Otro capitulo fundamental y dramático en la historia de la ciudad es que durante la Segunda Guerra Mundial la ciudad fue sitiada por el ejercito Nazi durante 26 meses. Cuando terminó el asedio mas de dos tercios de la población habían muerto de frío y/o de hambre. Las tropas Nazis, no llegaron a entrar en la ciudad, a pesar del optimismo de Hitler que según cuentan puso fecha e incluso imprimió invitaciones para celebrar la invasión de la ciudad en el famoso hotel Astoria de Sant Petersburgo que jamás llegó a pisar. Así, en 1945 fue nombrada Ciudad Heroica y en la actualidad la Unesco calificó su centro histórico como patrimonio de la humanidad.
Aunque en Rusia se la conoce como la venecia del norte, la idea de los canales fue copiada por el Zar Pedro el Grande de Holanda, donde pasó una parte de su juventud. Así sus numerosos puentes (300) podrían hacernos pensar en Ámbsterdan, sin embargo la preponderancia en su perfil son las fachadas de edificios neoclásicos que me hacen recordar la recreación virtual que ví en algún lugar, de como debió ser la antigua Roma Imperial.


El hotel es sencillo pero acogedor. Nos acomodamos. Las habitaciones están muy bien y la nuestra tiene un pequeño salón donde cenaremos algunas noches.
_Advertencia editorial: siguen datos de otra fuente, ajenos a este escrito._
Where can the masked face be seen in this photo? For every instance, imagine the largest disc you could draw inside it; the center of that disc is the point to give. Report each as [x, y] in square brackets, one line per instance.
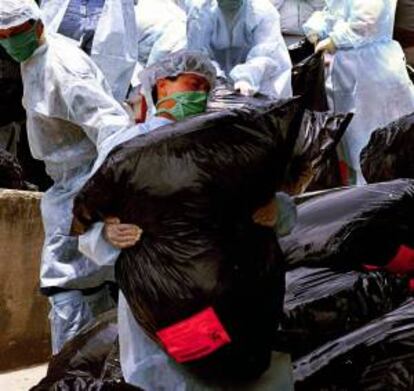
[187, 104]
[230, 5]
[22, 45]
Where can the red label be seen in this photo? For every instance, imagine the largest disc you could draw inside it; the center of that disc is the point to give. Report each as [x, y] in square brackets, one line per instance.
[195, 337]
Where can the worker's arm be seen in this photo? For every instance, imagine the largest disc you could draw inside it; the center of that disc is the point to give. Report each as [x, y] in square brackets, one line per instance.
[104, 241]
[91, 106]
[280, 214]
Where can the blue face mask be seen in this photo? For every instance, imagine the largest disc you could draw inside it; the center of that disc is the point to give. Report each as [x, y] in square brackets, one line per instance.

Aquí es dos horas mas tarde que en España y oscurece antes. Decidimos ir al centro para hacer una primera toma de contacto con la ciudad, el transporte públicoy aprobechar la cena para planificar un poco nuestro itinerario de los próximos días intentando conjugar los intereses de cada uno. La primera impresión de la ciudad anocheciendo nos seduce. Acordamos alternar dias dentro de Sant Petersburgo con días visitando los palacios que hay a las afueras.







Por la noche, los puentes de Sant Petersburgo, se tornan mas bellos y lánguidos, quizas por efecto del frio o por el de las mortecinas luces de las farolas; la ciudad se vuelve mas solitaria, adormecida entre la calma y las sombras; sus anchas avenidas a penas transitadas por personajes sonambulos y anónimos embueltos en gruesos abrigos camino del calor de sus casas; semaforos autómatas que regulan un trafico tranquilo o inexistente, tiendas y bares abiertos hasta rayar el alba... y las majestuosas fachadas iluminadas que se reflejan, como inquietos fuegos fatuos, en los canales calmos y sobre el caudaloso cauce del río Neva que fluye infinito hacía las gélidas aguas del Báltico... desde la ventanilla del taxi que nos devuelve al hotel pienso que Sant Petersburgo es incandescente.